Offering personal knowledge of the current mortgage landscape — and pointing home buyers in the right direction towards lenders that will work with them — can be a key differentiator in helping your real estate business stand out and thrive.

Savvy Takeaways regarding 2018 mortgage lending trends

To that end, here are some Savvy Takeaways regarding 2018 mortgage lending trends sourced from a recent article by Michele Lerner in the Washington Post*:

   •   Some lenders have lowered minimum credit scores and raised debt-to-income ratios.

   •   Borrowers are confused by requirements.

   •   0, 3 or 3.5 percent minimum down payment mortgage loans could be available.

   •   Some lenders will allow lower credit score if the borrower can show compensating factors or income from alternative sources (e.g. Bank of Mom and Dad).

   •   30 year fixed mortgage rates could rise to 5% in 2018 (keep a close watch on Uncle Sam’s 10 year bond yield to see where rates are headed).

   •   FHA lenders can offer some borrowers a 3.5% down payment and a 55% debt-to-income ratio — ideal for first time buyers.

   •   The standard debt-to-income ratio has been raised from 45% to 50~55% for many lenders.

   •   If parents or employers are making student loan payments on behalf of the loan applicant, the student loan payment can be excluded from the debt-to-income ratio if there are twelve months of history to prove that fact.

   •   2018 conforming loan limits have been raised to $453,100 — or $679,650 if the applicant is in a high-cost housing market.

   •   Borrowers can search for down payment assistance programs at

Mortgage lending standards were arguably too loose leading up to the subprime mortgage lending crisis that began to unfold in 2008. Afterwards, home lending standards were more harsh and disqualified many home mortgage applicants from obtaining a mortgage. In your real estate business you may encounter this situation, as evidenced by the following:

Awareness of the availability of low down-payment loans and first-time buyer programs is essential, because many people don’t know about the opportunities for homeownership,” Pataky said. “Many of these borrowers have good jobs and can afford the mortgage payments, but they are not cash rich.”**

One resource to point clients to is Fannie Mae’s HomeReady® mortgage program. There are even resources available online just for real estate professionals:

Per their web site, “More than 1,000 lenders offer HomeReady – ask your local lender about Fannie Mae’s affordable lending product.” This is an affordable lending program that helps get buyers into a home with as little as 3% down payment, cancellable mortgage insurance, co-borrowers and additional income flexibility.

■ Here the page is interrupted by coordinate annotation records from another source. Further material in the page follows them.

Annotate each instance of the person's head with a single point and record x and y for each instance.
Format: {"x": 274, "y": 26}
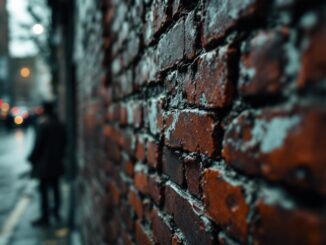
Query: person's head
{"x": 48, "y": 107}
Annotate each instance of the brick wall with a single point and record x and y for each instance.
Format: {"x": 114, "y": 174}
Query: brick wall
{"x": 202, "y": 122}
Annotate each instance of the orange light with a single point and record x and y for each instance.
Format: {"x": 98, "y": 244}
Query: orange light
{"x": 18, "y": 120}
{"x": 25, "y": 72}
{"x": 5, "y": 107}
{"x": 15, "y": 110}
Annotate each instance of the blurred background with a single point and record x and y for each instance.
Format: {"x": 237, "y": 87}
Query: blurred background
{"x": 30, "y": 51}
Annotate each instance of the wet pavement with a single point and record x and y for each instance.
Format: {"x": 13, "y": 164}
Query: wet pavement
{"x": 19, "y": 197}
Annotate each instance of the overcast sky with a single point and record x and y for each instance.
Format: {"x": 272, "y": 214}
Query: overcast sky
{"x": 18, "y": 15}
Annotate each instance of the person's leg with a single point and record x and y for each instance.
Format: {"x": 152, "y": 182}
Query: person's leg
{"x": 56, "y": 197}
{"x": 44, "y": 204}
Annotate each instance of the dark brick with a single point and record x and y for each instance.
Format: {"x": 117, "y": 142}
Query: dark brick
{"x": 141, "y": 178}
{"x": 225, "y": 204}
{"x": 213, "y": 84}
{"x": 172, "y": 165}
{"x": 277, "y": 225}
{"x": 171, "y": 46}
{"x": 136, "y": 203}
{"x": 222, "y": 15}
{"x": 153, "y": 153}
{"x": 262, "y": 64}
{"x": 191, "y": 130}
{"x": 140, "y": 152}
{"x": 162, "y": 230}
{"x": 155, "y": 188}
{"x": 187, "y": 218}
{"x": 193, "y": 170}
{"x": 191, "y": 32}
{"x": 313, "y": 62}
{"x": 143, "y": 237}
{"x": 282, "y": 144}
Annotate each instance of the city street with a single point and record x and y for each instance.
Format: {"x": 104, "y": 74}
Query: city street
{"x": 19, "y": 198}
{"x": 14, "y": 147}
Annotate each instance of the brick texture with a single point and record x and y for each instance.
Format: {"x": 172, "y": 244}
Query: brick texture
{"x": 201, "y": 122}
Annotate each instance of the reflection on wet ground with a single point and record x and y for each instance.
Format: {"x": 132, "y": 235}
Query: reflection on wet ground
{"x": 19, "y": 198}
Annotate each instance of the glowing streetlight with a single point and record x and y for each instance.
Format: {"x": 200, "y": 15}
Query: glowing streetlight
{"x": 38, "y": 29}
{"x": 25, "y": 72}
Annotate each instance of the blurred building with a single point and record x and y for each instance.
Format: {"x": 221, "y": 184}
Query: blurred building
{"x": 4, "y": 55}
{"x": 30, "y": 79}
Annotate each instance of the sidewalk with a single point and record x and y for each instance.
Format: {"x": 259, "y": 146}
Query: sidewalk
{"x": 17, "y": 229}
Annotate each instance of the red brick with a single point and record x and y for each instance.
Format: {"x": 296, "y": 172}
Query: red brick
{"x": 161, "y": 14}
{"x": 114, "y": 192}
{"x": 126, "y": 238}
{"x": 193, "y": 170}
{"x": 127, "y": 213}
{"x": 154, "y": 115}
{"x": 176, "y": 240}
{"x": 282, "y": 144}
{"x": 140, "y": 152}
{"x": 221, "y": 15}
{"x": 162, "y": 230}
{"x": 179, "y": 6}
{"x": 153, "y": 153}
{"x": 262, "y": 64}
{"x": 171, "y": 46}
{"x": 142, "y": 235}
{"x": 146, "y": 69}
{"x": 187, "y": 218}
{"x": 136, "y": 203}
{"x": 135, "y": 113}
{"x": 132, "y": 49}
{"x": 191, "y": 130}
{"x": 127, "y": 165}
{"x": 141, "y": 178}
{"x": 277, "y": 225}
{"x": 225, "y": 204}
{"x": 172, "y": 165}
{"x": 313, "y": 62}
{"x": 155, "y": 188}
{"x": 191, "y": 33}
{"x": 212, "y": 86}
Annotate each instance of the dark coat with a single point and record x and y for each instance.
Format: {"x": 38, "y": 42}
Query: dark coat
{"x": 48, "y": 153}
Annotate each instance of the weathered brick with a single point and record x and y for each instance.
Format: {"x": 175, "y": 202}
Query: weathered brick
{"x": 187, "y": 218}
{"x": 113, "y": 192}
{"x": 161, "y": 13}
{"x": 282, "y": 144}
{"x": 135, "y": 202}
{"x": 213, "y": 83}
{"x": 153, "y": 153}
{"x": 193, "y": 170}
{"x": 171, "y": 46}
{"x": 140, "y": 152}
{"x": 225, "y": 204}
{"x": 172, "y": 165}
{"x": 142, "y": 235}
{"x": 162, "y": 230}
{"x": 262, "y": 64}
{"x": 191, "y": 130}
{"x": 191, "y": 32}
{"x": 277, "y": 225}
{"x": 222, "y": 15}
{"x": 178, "y": 6}
{"x": 154, "y": 115}
{"x": 155, "y": 188}
{"x": 146, "y": 70}
{"x": 141, "y": 178}
{"x": 313, "y": 62}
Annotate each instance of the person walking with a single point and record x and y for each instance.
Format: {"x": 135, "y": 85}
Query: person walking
{"x": 47, "y": 159}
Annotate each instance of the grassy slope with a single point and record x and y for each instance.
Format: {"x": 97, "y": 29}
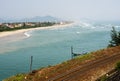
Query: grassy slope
{"x": 51, "y": 71}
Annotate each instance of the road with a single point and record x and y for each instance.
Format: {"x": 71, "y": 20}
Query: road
{"x": 81, "y": 70}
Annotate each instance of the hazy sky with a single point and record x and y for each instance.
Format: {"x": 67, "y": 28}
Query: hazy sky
{"x": 73, "y": 9}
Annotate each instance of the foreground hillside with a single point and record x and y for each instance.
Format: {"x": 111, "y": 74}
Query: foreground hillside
{"x": 87, "y": 67}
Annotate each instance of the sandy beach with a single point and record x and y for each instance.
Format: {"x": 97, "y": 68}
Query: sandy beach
{"x": 23, "y": 31}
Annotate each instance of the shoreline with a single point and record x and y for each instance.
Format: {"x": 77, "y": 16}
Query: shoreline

What about the required debt-to-income ratio? It can be a key stumbling block, and many mortgage applicants can struggle to understand the ratio in a clear and concise manner. Simply put, potential borrowers need to add up the minimum monthly payments of all recurring debt (including a potential home loan payment and student loans) and then compare that number to their gross monthly income (note the use of gross, not net, monthly income). For many lenders total debt payments can now be up to 55% of one’s gross monthly income — compared to 45% just a few years ago.

In conclusion, home price increases in the last number of years have pushed many potential buyers over the maximum debt-to-income ratio and under the minimum down payment requirement — this is especially true for first time buyers and buyers who want to upgrade but have little equity in their existing property.

Recently, however, some of the restrictions have begun to ease, and the mortgage lending box has begun to expand. The Washington Post article sited above is a great way to get familiar with 2018 mortgage lending trends and to help potential buyers understand the current lending environment.